File a Return to Claim the Foreign Earned Income Exclusion

You must file a tax return to claim the foreign earned income exclusion.  Even if your foreign earnings are below the foreign earned income exclusion threshold; you still must file a U.S. income tax return. 

  • You must attach either Form 2555 or Form 2555-EZ to your U.S. income tax return to claim the exclusion. 
  • The election to exclude foreign earned income and the election to exclude the cost of foreign housing are separate elections. 
  • You may make one or both elections by attaching Form 2555 or 2555-EZ to your tax return for the first year for which it is effective.

The maximum foreign earned income exclusion is adjusted annually for inflation. For 2015, the maximum exclusion has increased to $100,800.  You cannot exclude more than the lesser of:  $100,800, or your foreign earned income for 2015 minus your foreign housing exclusion.  If your qualifying period is less than a year, the limitation amount has to be prorated. 

Choosing to exclude foreign earned income affects credits and deductions for which you might otherwise be eligible.  For example, you cannot take a foreign tax credit or deduction for taxes on income you can exclude.
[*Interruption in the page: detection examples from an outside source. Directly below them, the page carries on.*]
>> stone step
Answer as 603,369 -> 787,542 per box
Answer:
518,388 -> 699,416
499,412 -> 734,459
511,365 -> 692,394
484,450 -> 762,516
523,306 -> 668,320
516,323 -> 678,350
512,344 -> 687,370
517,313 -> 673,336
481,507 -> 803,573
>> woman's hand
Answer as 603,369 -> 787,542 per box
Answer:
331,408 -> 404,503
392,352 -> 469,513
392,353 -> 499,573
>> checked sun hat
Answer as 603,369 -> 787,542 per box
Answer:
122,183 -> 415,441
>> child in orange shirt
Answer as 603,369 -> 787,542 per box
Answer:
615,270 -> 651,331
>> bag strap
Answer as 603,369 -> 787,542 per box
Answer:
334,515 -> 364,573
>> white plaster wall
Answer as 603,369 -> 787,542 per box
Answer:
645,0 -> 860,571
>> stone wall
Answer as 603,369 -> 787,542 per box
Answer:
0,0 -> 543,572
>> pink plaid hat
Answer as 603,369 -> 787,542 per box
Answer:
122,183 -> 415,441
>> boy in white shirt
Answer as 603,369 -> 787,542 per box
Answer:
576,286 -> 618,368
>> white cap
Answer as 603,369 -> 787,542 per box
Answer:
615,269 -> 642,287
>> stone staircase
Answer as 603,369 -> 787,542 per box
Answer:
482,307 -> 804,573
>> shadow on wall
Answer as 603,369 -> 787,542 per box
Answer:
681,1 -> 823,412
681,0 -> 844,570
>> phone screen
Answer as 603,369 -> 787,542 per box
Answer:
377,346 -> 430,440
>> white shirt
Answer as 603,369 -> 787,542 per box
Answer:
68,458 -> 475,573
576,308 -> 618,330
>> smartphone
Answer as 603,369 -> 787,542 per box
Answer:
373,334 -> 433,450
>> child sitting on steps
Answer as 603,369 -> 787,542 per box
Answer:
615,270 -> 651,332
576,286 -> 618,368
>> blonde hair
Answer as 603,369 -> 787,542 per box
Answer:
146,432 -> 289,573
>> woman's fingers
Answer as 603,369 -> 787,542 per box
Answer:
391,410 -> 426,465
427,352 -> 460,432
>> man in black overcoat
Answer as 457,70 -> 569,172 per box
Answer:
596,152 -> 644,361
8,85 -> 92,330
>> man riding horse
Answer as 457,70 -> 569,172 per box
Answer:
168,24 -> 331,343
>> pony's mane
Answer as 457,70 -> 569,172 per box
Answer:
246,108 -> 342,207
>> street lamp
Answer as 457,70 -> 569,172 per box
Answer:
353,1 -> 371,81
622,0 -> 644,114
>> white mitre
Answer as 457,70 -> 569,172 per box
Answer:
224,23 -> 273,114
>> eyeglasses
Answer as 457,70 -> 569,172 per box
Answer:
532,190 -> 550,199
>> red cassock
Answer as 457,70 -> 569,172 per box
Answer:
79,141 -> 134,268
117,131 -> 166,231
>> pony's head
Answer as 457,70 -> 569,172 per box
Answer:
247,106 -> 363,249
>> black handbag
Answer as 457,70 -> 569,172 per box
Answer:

If you do take a credit or deduction for any of those taxes in a subsequent year, your election for the foreign earned income exclusion will be revoked beginning with that year.  You are not eligible to claim the earned income credit.  You must add back the excluded amount when computing modified adjusted gross income for purposes of the child tax credit and/or the additional child tax credit.

If both you and your spouse work abroad and each of you individually meet the requirements, you can each choose the foreign earned income exclusion, the foreign housing exclusion, and/or the foreign housing deduction.  You and your spouse would then file separate Forms 2555 or 2555-EZ.  Depending on the circumstances, a couple could end up filing one or two forms.  There may be situations in which one spouse files a Form 2555 and the other files a 2555-EZ.